To have some tunes while reading, check out this great song by Kendrick Lamar. Warning, it does have explicit language, but it’s also solid so I encourage you to listen to it.
Part of my job here is to lead groups of people who come to learn more about immigration and life on the border. We go to many different places in Agua Prieta, and we always end up at the wall at least two or three times. Something I have noticed about these groups, whether they are religious or school based, filled with older people or young, is the silence that surrounds us at the wall. And it bothers me.
For me, silence occurs for various reasons. People are silent out of respect. They are silent because of fear they have. They are silent out of sadness or reverence. People are also silent due to pressure from others to keep quiet and not interrupt the peace, like at a library. And for me, the dirty, heartbreaking we Americans have made is not deserving of this silence. The wall does not deserve any reverence. Sadness I understand because of the countless lives that have been terribly affected by a piece of metal; but reverence no. I see why people fear the wall, because it represents danger, violence, and a militarized police force that is constantly watching you. But there is no way in hell this wall deserves any form of respect. As for the silence due to pressure…we can no longer do that. We as Americans have been silent for too long due to peer pressure and fear of changing the status quo. We have been silent about the suffering of people of color by police officers. We have been silent about the stealing of lands and destroying of culture of native peoples. We have been silent on the treatment and abuse of women, and on how they do not receive fair wages for their work. We are silent about Japanese internment camps and the systematic oppression and segregation of people of other races. We are silent about vicious governments and paramilitaries that have been installed and supported by our government that have dissolved into countries run by gangs that rape, steal and murder indiscriminately. I understand. I have been there. I have been overwhelmed by white guilt and that fact that I have helped feed these systems because I was scared to speak up and break the silence of fear and pressure. I still am scared at times and still am challenged everyday to be in solidarity with those who are oppressed and live their lives in fear. But we must try to change our world and create systems that are fair and loving world for everyone.
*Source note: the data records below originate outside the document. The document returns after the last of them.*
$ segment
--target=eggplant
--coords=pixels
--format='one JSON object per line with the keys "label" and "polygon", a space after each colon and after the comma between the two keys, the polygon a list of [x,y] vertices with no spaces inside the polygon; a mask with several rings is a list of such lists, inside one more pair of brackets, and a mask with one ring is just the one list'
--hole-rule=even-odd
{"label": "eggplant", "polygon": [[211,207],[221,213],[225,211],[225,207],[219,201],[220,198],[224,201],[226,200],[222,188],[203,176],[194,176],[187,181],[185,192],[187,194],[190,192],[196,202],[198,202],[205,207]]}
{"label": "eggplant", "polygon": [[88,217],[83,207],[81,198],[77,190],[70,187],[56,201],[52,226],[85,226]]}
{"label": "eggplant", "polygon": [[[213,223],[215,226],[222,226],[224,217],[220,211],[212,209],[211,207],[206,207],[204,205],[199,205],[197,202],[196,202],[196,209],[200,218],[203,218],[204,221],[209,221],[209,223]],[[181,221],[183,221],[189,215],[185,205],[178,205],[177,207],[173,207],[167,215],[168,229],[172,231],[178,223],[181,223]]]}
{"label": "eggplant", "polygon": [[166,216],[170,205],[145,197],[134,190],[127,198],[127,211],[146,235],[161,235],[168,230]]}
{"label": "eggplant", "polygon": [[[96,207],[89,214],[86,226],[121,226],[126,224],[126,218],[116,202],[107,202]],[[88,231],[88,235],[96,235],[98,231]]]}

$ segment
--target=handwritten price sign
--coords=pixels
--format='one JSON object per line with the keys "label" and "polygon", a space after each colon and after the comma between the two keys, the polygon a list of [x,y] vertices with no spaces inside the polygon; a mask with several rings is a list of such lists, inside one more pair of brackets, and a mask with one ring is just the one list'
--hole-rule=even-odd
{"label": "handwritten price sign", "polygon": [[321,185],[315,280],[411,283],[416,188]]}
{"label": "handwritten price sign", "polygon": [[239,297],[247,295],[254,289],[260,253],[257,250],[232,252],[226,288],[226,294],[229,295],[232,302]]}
Tonight I ate dinner with a Salvadorian man at our local migrant shelter. While there he shared a little of his story with us. He told us about how he left because he fear for his life in El Salvador. Of how the gangs take whatever they want, no matter who owns it. He told us how he was able to get out but how all of his family was killed by these gangs. He is now alone in a country that is not his own without anyone he knows or loves around him. He told us about he wants to right a letter to Obama to tell him of the dangers in Salvador and ask Obama to create an easier way for those being persecuted to come to the US. Yet while he was telling us this, you could hear the fear in his voice. You could tell in the way he constantly looked to see was around, and how he lowered his voice when mentioning kill squads. He was terrified and for good reason. Yet he still wanted to share his story with us and with Obama. He was terrified yet still wanting to be a voice to create change. And he wanted our help. We can do so much. We as Americans, and especially us Anglos, have so much privilege that we don’t often use. It’s because we’re scared into silence.
And it bothers me. But as Kendrick says ‘if God got us then we going be alright.’